Click on this entry's title to read an interesting article about girls and comic books from Publishers Weekly. Along with insights from folks in the comics industry, prolific children's and YA writer Jane Yolen discusses her relationship with comics and plans for her new graphic novel.

1 comment:

  1. POST #1:
    The following quotation comes from the article:
    Indeed, not marketing to teens seems to be one of the more effective ways of marketing to them. “I think teens are smart enough to know when something has been created for their market and stay way from it,” says Dan Vado, president and publisher of Slave Labor Graphics, whose books such as Jhonen Vasquez’ Johnny the Homicidal Maniac have a strong following among teen girls and were carried in Hot Topic stores for years. “People like me or some other publisher trying to figure them out or trying to market to them is useless, you have to start with a sincere story and creator, or it all goes to hell.”
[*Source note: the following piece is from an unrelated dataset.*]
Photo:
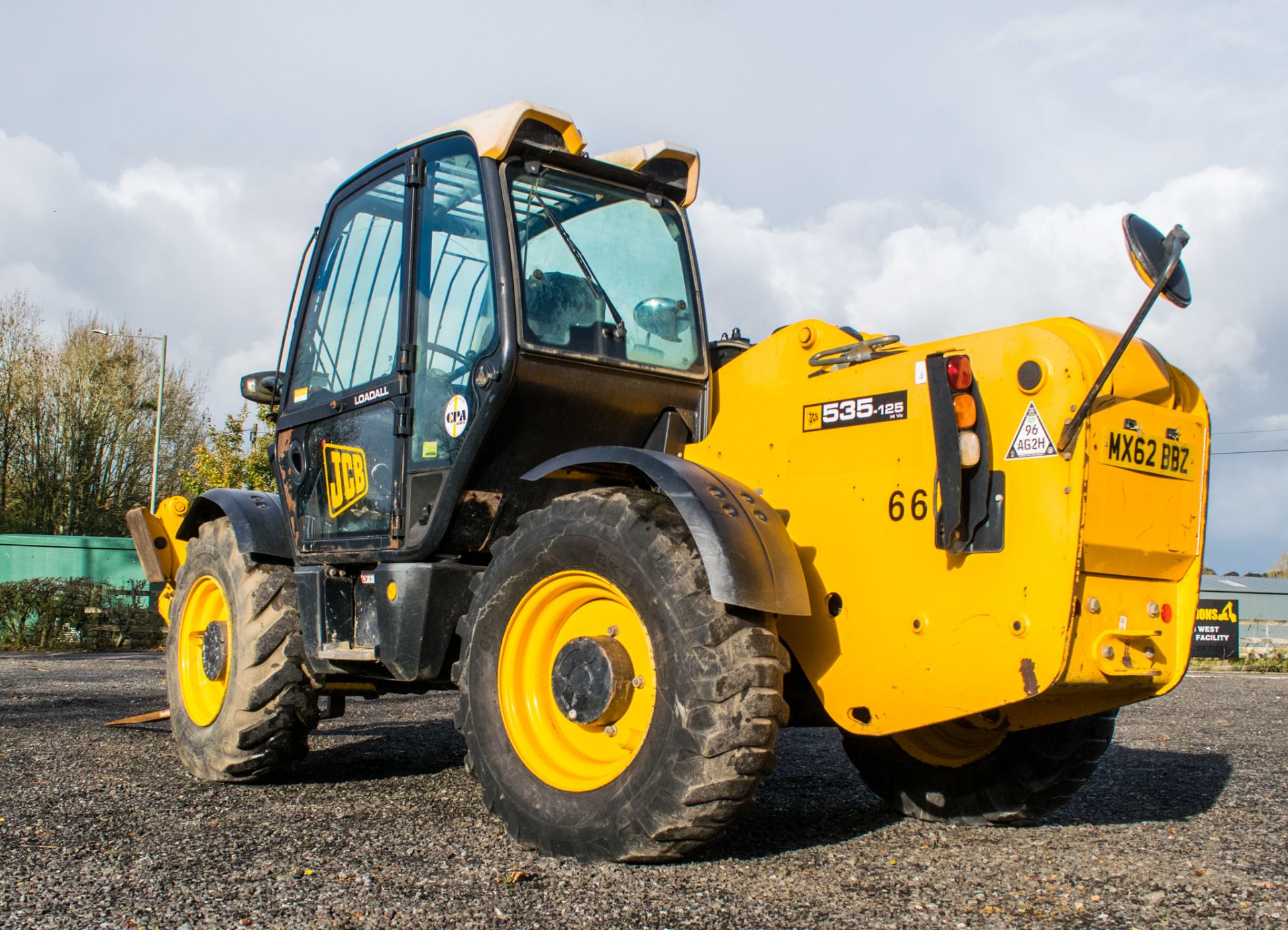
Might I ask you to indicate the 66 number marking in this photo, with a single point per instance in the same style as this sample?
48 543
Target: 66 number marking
897 511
    This is a fascinating statement, and what a conundrum for marketers trying to capture the lucrative teen market. After all there’s nothing as uncool as trying to seem cool. What I find really interesting is the cross-marketing done in the comic book industry that’s mentioned further on in this post. Gerard Way’s dual career as the My Chemical Romance frontman and comic book artist seems to make him an ideal candidate for the teen girl market. My now-19 year old daughter was a huge fan of MCR a couple years ago; no doubt she would have been a highly desirable customer for his comic book art as well. So what would make a crossover artist like this appealing to teen girls? In the case of Gerard Way, it’s got to be sex appeal. In fact, I can’t think of too many bands that my daughter screeched over while in high school that didn’t feature hotties as the frontmen! Let me offer you a virtual look at the posters on her wall: MCR, Green Day, the Pink Spiders, Hello Goodbye, Blink 182, etcetera. Now, admittedly, with some of these dudes, beauty is definitely in the eye of the beholder. An old gal like me just doesn’t get the appeal of a pierced lip, but then I’m not the target market for comic books either! I’m wondering if more bands will pick up on the idea of cross-marketing to teens via the comic book trade. Obviously, Way is an artist in his own right, but certainly rock bands could hire artists to produce books for them. After all, back in my day, the Archie series of comic books became a TV show, and then the Archie characters’ fake band actually had a Number 1 hit in 1969: “Sugar Sugar”. Guess who bought that single after reading the comics (and watching the Saturday morning cartoon). Cross-marketing worked even in the dark ages before the Internet; I can only imagine its potential now.